The Senate Finance Committee is reportedly making strong progress toward finalizing bipartisan drug pricing legislation.
This is a positive step forward toward lowering healthcare costs and follows recent action by the Senate Health, Education, Labor, and Pensions (HELP) Committee in proposing surprise billing legislation designed to protect patients and make the healthcare system less opaque.
While the interest of lawmakers in reforming the healthcare system is a positive, recent press reports suggest that the Finance Committee is considering including an inflationary rebate penalty to Medicare Part D in their proposal.
Under this plan, a manufacturer would be required to pay a penalty in the form of a rebate if the price of a medicine rises faster than inflation.
This proposal is misguided and threatens to erode the existing, market-based structure of Medicare Part D. Part D works because it facilitates negotiation between pharmacy benefit managers (PBMs), pharmaceutical manufacturers, and pharmacies.
At the core of this program is the non-interference clause which prevents the secretary of Health and Human Services (HHS) from interfering with the robust private-sector negotiations.
An inflationary rebate would undermine non-interference and could disrupt incentives for negotiations between stakeholders. Manufacturers would be on the hook for any price increase in a way that would limit leverage in negotiations.

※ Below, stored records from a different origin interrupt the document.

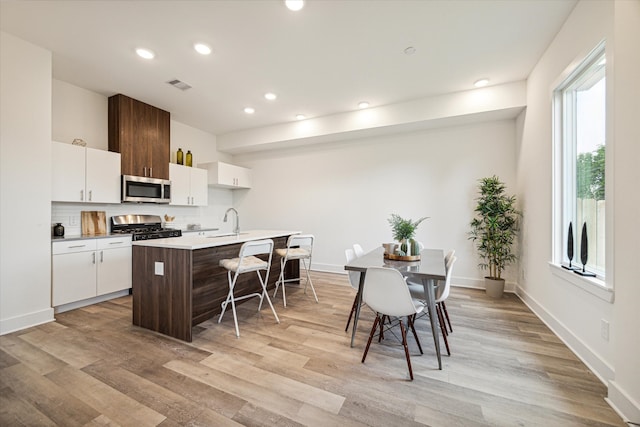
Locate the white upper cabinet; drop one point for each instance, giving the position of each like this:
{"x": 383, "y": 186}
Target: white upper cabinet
{"x": 226, "y": 175}
{"x": 81, "y": 174}
{"x": 188, "y": 185}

Private sector negotiations already lower costs for patients and promote access through existing rebates and discounts. These may be crowded out by this new rebate at the expense of consumers. In addition, PBMs already negotiate price protection rebates that establish a private sector cap on the increase of medicines.
The Part D program has a record of success. Since it was first created, federal spending has come in 45 percent below projections – the CBO estimated in 2005 that Part D would cost $172 billion in 2015, but it has cost less than half that – just $75 billion. Monthly premiums are also just half the originally projected amount, while 9 in 10 seniors are satisfied with the Part D drug coverage.
Moving forward, lawmakers should enhance market-based competition in order to put downward pressure on costs and promote increased access. An inflationary rebate penalty would distort the incentives to negotiate efficiencies and would allow the government to set arbitrary prices.